The MSE corrosion model will make it possible to simulate the general and localized corrosion behavior of metals in various environments that cannot be studied using the aqueous corrosion model. Such environments include:

(1) Concentrated acids (e.g., sulfuric acid/oleum) as well as more dilute acids. It can be expected that the model will be able to account for the strong changes in corrosivity due to the changes of acid speciation with composition and the formation of surface layers.

(2) Systems related to gas processing. Here, the model is expected to be applicable to systems containing amines and alkanolamines.

(3) Systems related to CO2 capture and sequestration. Recently, there has been great interest in materials performance in CO2-dominated systems that are related to processes for reducing global warming. In such systems, small amounts of dissolved water and various ionic and non-ionic solutes control the corrosion behavior. The model will be able to simulate electrochemistry in CO2-dominated environments.

(4) Organic and mixed organic – water systems. Such environments provide classical applications for mixed-solvent electrolyte models and are frequently encountered in the chemical industry. The organics include here organic acids, alcohols, esters, phenols, polyacids and many other components. The behavior of such systems strongly depends on the protic character of the solvent and on the availability of oxygen donors to maintain passivity as briefly outlined above.
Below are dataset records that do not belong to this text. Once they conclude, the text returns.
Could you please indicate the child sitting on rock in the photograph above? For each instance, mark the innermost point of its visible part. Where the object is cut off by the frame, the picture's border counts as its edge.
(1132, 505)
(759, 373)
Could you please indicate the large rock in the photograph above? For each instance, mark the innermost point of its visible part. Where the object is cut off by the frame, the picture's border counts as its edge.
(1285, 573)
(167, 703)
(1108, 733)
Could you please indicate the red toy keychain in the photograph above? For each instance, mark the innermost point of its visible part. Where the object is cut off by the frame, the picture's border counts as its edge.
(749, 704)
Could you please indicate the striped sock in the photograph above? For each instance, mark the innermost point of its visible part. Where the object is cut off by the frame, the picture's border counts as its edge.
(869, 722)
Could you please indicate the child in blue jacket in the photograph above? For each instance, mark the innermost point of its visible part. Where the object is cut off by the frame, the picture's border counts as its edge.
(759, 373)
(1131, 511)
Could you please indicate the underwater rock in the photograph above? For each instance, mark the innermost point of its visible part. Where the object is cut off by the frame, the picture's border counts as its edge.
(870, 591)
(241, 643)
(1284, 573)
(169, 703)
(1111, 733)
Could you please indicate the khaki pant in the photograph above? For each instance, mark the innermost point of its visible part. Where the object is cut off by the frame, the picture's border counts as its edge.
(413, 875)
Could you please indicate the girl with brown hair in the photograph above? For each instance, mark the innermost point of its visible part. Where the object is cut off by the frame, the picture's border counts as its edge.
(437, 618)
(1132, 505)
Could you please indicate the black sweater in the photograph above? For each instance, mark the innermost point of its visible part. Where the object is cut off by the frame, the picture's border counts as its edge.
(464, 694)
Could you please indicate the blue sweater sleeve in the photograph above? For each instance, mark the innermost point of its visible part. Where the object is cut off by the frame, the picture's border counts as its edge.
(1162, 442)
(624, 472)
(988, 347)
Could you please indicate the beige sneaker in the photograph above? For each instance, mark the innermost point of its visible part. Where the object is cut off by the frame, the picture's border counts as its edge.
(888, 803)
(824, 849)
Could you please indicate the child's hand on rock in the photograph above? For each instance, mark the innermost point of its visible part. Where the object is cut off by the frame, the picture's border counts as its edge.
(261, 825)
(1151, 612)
(5) Various systems related to oil and gas processing. Such systems may involve hydrogen fluoride (e.g., in alkylation processes), amines and amine hydrochorides (in refinery overhead systems), glycols and methanol in conjunction with acid gases and ionic components (e.g., in natural gas processing), etc.

The above list is tentative and may be revised to reflect the actual needs of the consortium members.

Deployment in Software

The primary vehicle for the deployment of the technology outlined above will be OLI’s Corrosion Analyzer software. The Corrosion Analyzer will be continually updated as progress is made in the development of the model. The latest versions of the Corrosion Analyzer will be immediately made available to the consortium members so that feedback can be timely provided to the researchers and software developers. OLI’s corrosion simulation technology is also available via Honeywell’s UniSim Design platform. The MSE corrosion model will also become available through this platform, typically with a certain delay with respect to the Corrosion Analyzer due to UniSim’s different development lifecycle.